NCPFC Bylaws regarding confirmation requirements:

There is no language in the bylaws that references notification to members but, DOES have language regarding contractors who want to withdraw from the agreement in the current

Once negotiations have begun, employers cannot communicate with employees regarding the negotiation.

Once a tentative agreement is reached, employers can open communication again with their employees. Employers cannot tell their employees how to vote at any time. However, employers can encourage their employees TO vote.

Employers are very limited in how they can communicate with their employees about their proposals during negotiations. The National Labor Relations Act allows employers to communicate about their proposals only if they communicate the information to the Union first. Employers may respond to misrepresentations or misinformation made by Union representatives regarding their proposals. Employers can communicate with employees prior to the ratification vote, but again, cannot tell their employees how to vote and must communicate information about their proposals to the Union first.

Yes, Association management can communicate details once a tentative agreement is reached. However, they cannot tell them how to vote or influence voting.

There is a legal difference between a “Sweetheart Contract” and an “Interim Agreement”.

In an “Interim Agreement”, the Union may offer some signatory contractors an agreement that allows that contractor’s employees to work during a strike. Under this arrangement a member commits to retroactively complying with whatever agreement is eventually negotiated with the Association. While an Interim Agreement would be considered a kind of “Sweetheart Deal” it is not legally considered a “Sweetheart Contract.” However, these kinds of agreements can interfere with membership. A “Sweetheart Contract” is a contract made through collusion between management and labor representatives which contains terms beneficial to management and unfavorable to union workers. It is also referred to as a "Sweetheart Agreement". It is an agreement suiting some but not others arrived at secretly to benefit some at the expense of the rest, especially an industrial agreement between union and management representatives that is not in the workers’ best interest.

Sweetheart contracts were outlawed by the Federal Taft-Hartley Act and prohibited employers from establishing company-sponsored labor organizations. The term implies less favorable conditions of employment than could be obtained under a legitimate collective bargaining relationship.
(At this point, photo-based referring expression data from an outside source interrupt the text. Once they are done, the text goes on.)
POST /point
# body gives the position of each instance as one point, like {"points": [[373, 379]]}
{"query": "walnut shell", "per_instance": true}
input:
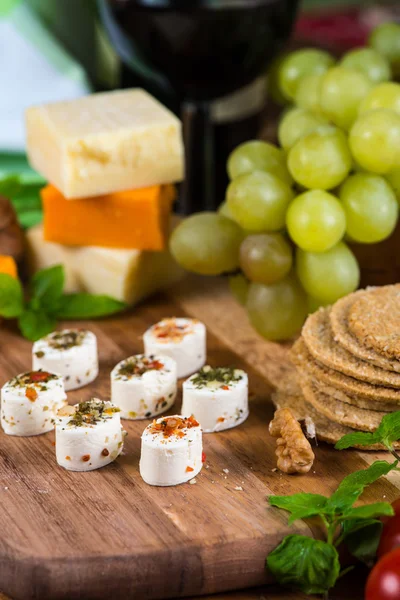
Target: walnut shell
{"points": [[11, 234]]}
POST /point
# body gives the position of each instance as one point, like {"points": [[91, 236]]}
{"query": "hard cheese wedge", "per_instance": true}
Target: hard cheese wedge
{"points": [[127, 275], [105, 143], [134, 219]]}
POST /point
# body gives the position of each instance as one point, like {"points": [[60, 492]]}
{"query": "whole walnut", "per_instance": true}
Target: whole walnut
{"points": [[11, 234]]}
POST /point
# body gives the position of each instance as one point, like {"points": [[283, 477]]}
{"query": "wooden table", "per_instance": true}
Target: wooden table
{"points": [[193, 539]]}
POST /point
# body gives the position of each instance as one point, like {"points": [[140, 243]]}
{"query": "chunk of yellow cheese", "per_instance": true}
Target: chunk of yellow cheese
{"points": [[106, 142], [136, 219], [127, 275]]}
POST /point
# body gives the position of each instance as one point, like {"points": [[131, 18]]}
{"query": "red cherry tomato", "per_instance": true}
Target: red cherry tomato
{"points": [[384, 580], [390, 538]]}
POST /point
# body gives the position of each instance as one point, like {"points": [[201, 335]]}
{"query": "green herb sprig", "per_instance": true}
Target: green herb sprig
{"points": [[46, 303], [313, 566]]}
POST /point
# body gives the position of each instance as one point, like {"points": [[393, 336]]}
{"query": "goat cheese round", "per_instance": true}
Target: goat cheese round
{"points": [[144, 386], [217, 398], [172, 451], [89, 435], [184, 340], [30, 401], [72, 353]]}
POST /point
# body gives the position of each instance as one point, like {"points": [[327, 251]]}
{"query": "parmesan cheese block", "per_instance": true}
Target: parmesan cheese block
{"points": [[30, 401], [217, 398], [88, 435], [172, 451], [127, 275], [134, 219], [144, 386], [106, 142], [72, 353], [184, 340]]}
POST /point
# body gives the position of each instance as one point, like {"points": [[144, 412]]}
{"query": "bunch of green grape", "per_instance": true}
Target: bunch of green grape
{"points": [[283, 231]]}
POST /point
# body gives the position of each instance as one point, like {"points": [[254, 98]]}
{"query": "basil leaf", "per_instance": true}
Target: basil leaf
{"points": [[46, 289], [309, 565], [362, 536], [11, 296], [301, 505], [387, 433], [88, 306], [370, 511], [36, 324], [352, 486]]}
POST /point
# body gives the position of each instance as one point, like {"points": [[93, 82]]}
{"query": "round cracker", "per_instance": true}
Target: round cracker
{"points": [[340, 412], [374, 318], [362, 394], [343, 335], [319, 340], [327, 431]]}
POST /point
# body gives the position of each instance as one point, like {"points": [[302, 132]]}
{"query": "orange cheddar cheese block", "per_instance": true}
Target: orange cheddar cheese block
{"points": [[133, 219], [8, 265]]}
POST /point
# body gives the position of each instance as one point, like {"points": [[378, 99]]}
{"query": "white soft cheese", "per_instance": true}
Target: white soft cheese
{"points": [[88, 435], [171, 456], [184, 340], [30, 401], [144, 386], [217, 403], [72, 353]]}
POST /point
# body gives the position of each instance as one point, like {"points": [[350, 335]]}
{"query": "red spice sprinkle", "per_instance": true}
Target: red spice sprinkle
{"points": [[173, 426], [37, 376], [31, 394]]}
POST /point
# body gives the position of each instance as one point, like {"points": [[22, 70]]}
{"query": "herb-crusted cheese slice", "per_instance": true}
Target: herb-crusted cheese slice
{"points": [[144, 386], [30, 401], [88, 435], [172, 451], [184, 340], [218, 398], [72, 353]]}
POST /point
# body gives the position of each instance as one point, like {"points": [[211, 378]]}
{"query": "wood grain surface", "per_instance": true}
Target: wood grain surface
{"points": [[106, 534]]}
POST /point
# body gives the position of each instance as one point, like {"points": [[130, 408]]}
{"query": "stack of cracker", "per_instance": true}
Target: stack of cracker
{"points": [[348, 364]]}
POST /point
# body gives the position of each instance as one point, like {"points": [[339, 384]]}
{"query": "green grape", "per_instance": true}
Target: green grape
{"points": [[386, 40], [224, 211], [298, 64], [384, 95], [371, 208], [207, 243], [258, 201], [295, 124], [394, 180], [316, 221], [239, 287], [342, 91], [258, 156], [370, 62], [308, 93], [277, 311], [375, 141], [329, 275], [321, 159], [265, 257]]}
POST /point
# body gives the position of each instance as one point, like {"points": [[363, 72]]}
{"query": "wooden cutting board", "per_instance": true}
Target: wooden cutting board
{"points": [[106, 534]]}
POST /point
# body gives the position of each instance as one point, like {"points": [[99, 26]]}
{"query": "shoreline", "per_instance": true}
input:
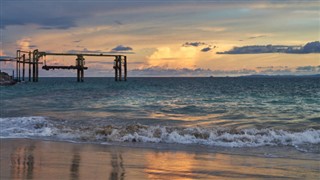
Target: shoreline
{"points": [[42, 159]]}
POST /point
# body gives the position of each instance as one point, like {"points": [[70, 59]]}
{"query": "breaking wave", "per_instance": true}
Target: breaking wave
{"points": [[42, 127]]}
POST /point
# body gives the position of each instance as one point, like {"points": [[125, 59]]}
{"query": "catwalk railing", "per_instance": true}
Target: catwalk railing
{"points": [[32, 59]]}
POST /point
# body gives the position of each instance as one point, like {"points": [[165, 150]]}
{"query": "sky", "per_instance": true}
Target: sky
{"points": [[168, 38]]}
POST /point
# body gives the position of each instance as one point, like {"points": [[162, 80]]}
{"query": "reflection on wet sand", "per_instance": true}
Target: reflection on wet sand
{"points": [[117, 171], [22, 160], [32, 159], [168, 165], [74, 168]]}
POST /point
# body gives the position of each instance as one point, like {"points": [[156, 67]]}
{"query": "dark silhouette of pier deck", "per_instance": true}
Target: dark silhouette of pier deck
{"points": [[32, 59]]}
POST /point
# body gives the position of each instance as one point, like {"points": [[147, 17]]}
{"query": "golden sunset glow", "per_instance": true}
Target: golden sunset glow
{"points": [[169, 35]]}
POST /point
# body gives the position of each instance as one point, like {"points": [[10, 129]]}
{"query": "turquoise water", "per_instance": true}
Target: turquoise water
{"points": [[231, 112]]}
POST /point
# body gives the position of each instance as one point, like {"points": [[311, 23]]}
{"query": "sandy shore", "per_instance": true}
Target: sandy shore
{"points": [[36, 159]]}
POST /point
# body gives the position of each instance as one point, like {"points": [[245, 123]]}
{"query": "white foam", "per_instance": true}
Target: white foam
{"points": [[37, 126], [215, 137]]}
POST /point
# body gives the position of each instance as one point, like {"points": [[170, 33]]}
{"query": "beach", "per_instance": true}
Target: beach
{"points": [[39, 159], [161, 128]]}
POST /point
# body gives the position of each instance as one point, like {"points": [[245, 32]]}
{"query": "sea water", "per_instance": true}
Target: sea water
{"points": [[229, 112]]}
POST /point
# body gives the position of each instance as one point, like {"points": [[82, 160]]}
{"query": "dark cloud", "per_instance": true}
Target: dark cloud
{"points": [[76, 41], [118, 22], [84, 50], [311, 47], [206, 49], [120, 48], [308, 69], [50, 14], [255, 37], [194, 44], [160, 71], [110, 62], [33, 46]]}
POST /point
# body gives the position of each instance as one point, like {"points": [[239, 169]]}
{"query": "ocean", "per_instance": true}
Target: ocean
{"points": [[227, 112]]}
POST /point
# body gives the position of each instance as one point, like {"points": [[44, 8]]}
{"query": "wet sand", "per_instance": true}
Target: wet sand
{"points": [[37, 159]]}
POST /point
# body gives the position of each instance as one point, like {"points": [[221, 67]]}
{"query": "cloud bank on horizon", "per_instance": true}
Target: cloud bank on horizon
{"points": [[222, 36], [311, 47]]}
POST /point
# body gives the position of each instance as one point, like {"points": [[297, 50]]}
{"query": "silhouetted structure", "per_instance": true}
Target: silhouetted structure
{"points": [[32, 59]]}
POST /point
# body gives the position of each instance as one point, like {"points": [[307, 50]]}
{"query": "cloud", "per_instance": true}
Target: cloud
{"points": [[308, 69], [120, 48], [183, 72], [199, 44], [194, 44], [311, 47], [206, 49], [84, 50]]}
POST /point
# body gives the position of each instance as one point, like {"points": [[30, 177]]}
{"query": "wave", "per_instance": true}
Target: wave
{"points": [[42, 127]]}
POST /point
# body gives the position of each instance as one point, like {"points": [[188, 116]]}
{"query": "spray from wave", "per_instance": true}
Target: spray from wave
{"points": [[41, 127]]}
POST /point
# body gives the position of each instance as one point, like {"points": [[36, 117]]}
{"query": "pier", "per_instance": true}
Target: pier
{"points": [[33, 60]]}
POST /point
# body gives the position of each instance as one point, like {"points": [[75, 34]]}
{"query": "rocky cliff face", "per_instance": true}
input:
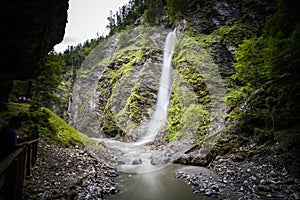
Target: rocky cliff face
{"points": [[115, 89], [116, 86], [29, 30]]}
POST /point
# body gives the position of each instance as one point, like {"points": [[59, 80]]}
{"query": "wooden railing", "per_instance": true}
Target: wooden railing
{"points": [[13, 170]]}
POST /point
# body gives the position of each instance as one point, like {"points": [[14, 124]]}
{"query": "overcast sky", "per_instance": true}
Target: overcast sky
{"points": [[86, 18]]}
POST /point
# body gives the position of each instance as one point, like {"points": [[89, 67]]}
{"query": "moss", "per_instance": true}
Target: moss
{"points": [[234, 34]]}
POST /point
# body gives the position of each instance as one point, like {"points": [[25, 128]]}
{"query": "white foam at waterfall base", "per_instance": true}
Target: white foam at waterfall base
{"points": [[160, 114]]}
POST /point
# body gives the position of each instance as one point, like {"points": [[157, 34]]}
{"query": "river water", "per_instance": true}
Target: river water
{"points": [[155, 185], [138, 178], [145, 181]]}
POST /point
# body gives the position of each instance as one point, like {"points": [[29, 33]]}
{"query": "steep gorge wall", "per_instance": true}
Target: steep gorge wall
{"points": [[113, 97]]}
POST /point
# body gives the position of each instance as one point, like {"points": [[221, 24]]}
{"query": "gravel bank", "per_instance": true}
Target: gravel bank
{"points": [[70, 173]]}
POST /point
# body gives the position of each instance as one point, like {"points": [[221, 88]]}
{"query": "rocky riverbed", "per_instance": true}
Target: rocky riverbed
{"points": [[264, 176], [72, 173]]}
In the context of NCPFC negotiations, it could be viewed as an agreement that provides some employers with contract terms less favorable to union members than the contract with Association contractors. However, such an agreement would not be a violation of the National Labor Relations Act absent evidence of corruption or other employer control of the union.

In order to prevent “Interim Agreements” from interfering with membership, the Association should consider the following:

  • Solidarity Agreement” prevents members from signing an Interim Agreement and imposes a substantial monetary penalty for doing so. A Solidarity Agreement is something the Association may want to consider either now or in the future.
     
  • Associations can also include a Most-Favored Nations (MFN) Provision in the CBA. This is a provision that the Union will provide the Association with copies of CBA’s with all other signatory employers within 10 days of receiving a written request from the Association. Even without a Most-Favored Nations clause, the Association can request copies of Agreements with its Association members, but an MFN gives the Association the greatest legal leverage.

NCPFC CBA language regarding Interim Agreements:
There is no language in the CBA regarding Interim Agreements as of March 1, 2020.

NCPFC Bylaws language regarding Interim Agreements:

NCPFC Bylaws (9.3) “Any active members that sign an Interim Agreement during Collective Bargaining negotiations will not be allowed to vote on the ratification of any CBA negotiated by the Association and may be expelled from membership in the Association by majority vote of the membership at a duly called meeting.”